Region Proposal Network (RPN):
- Anchors are placed over the feature map.
- The RPN classifies whether each anchor contains an object and regresses its bounding box.
RoI Pooling:
- High-confidence proposals are selected and pooled to a fixed size (pool_size).
Detection Head:
- Each RoI is processed by fully connected layers for classification and bounding box refinement.
Loss Output:
- The model provides a .get_loss() method, returning a structured loss dictionary.

Loss Dictionary¶

class _FasterRCNNLoss(TypedDict):
    rpn_cls_loss: Tensor
    rpn_reg_loss: Tensor
    roi_cls_loss: Tensor
    roi_reg_loss: Tensor
    total_loss: Tensor

Returned by FasterRCNN.get_loss(), this dictionary provides detailed loss breakdowns for both RPN and RoI heads.

Examples¶

Basic Usage

import lucid.nn as nn
import lucid.random

class SimpleBackbone(nn.Module):
    def __init__(self):
        super().__init__()
        self.conv = nn.Sequential(
            nn.Conv2d(3, 64, kernel_size=3, stride=2, padding=1),
            nn.ReLU(),
            nn.Conv2d(64, 128, kernel_size=3, stride=2, padding=1),
            nn.ReLU()
        )

    def forward(self, x):
        return self.conv(x)

backbone = SimpleBackbone()
model = nn.FasterRCNN(backbone, feat_channels=128, num_classes=5)
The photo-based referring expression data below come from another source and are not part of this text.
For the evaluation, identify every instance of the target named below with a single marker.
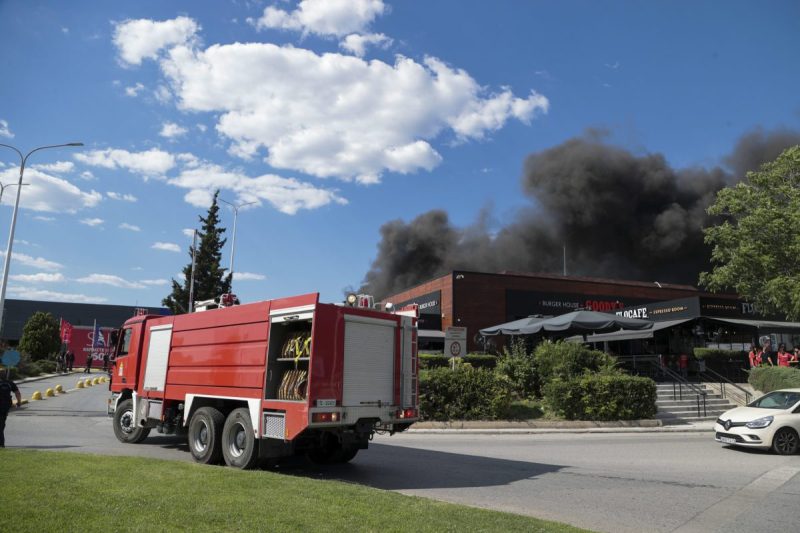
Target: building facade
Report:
(477, 300)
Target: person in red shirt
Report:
(783, 356)
(683, 364)
(755, 356)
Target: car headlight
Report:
(760, 423)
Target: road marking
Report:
(727, 510)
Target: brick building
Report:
(478, 300)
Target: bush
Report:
(568, 360)
(462, 394)
(716, 354)
(479, 360)
(770, 378)
(516, 366)
(602, 397)
(428, 361)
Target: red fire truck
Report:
(266, 380)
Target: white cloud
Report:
(59, 167)
(171, 130)
(357, 43)
(153, 162)
(108, 279)
(26, 293)
(4, 131)
(143, 39)
(248, 276)
(41, 277)
(121, 197)
(323, 17)
(155, 282)
(285, 194)
(336, 115)
(36, 262)
(48, 193)
(166, 246)
(134, 90)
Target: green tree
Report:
(210, 279)
(40, 336)
(756, 244)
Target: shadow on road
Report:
(399, 468)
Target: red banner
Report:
(66, 331)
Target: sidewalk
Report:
(558, 426)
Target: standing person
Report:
(783, 356)
(755, 356)
(6, 388)
(683, 363)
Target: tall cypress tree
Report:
(210, 280)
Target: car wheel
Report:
(785, 441)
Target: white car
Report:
(772, 421)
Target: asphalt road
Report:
(604, 482)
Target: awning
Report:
(760, 324)
(430, 333)
(626, 335)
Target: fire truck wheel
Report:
(238, 442)
(125, 424)
(205, 431)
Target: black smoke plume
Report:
(620, 216)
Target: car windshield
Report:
(777, 400)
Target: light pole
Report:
(7, 262)
(233, 240)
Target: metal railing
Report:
(716, 379)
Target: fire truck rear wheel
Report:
(238, 441)
(205, 435)
(125, 424)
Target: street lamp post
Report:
(233, 240)
(7, 262)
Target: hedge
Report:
(462, 394)
(602, 397)
(770, 378)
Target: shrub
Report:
(462, 394)
(517, 367)
(479, 360)
(568, 360)
(717, 354)
(428, 361)
(770, 378)
(597, 396)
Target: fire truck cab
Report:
(267, 380)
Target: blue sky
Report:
(336, 117)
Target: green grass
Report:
(50, 491)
image = lucid.random.randn(1, 3, 512, 512)
output = model.predict(image)
print(output["boxes"].shape, output["scores"].shape, output["labels"].shape)

Custom Configuration

backbone = SimpleBackbone()
model = nn.FasterRCNN(
    backbone=backbone,
    feat_channels=128,
    num_classes=5,
    anchor_sizes=(64, 128, 256),
    aspect_ratios=(0.5, 1.0),
    pool_size=(5, 5),
    hidden_dim=2048,
    dropout=0.4,
)

image = lucid.random.randn(1, 3, 384, 384)
output = model.predict(image)
print(output["boxes"].shape, output["scores"].shape, output["labels"].shape)

Tip

For training, use model.get_loss() with the predicted and ground-truth targets to compute total and component-wise loss terms.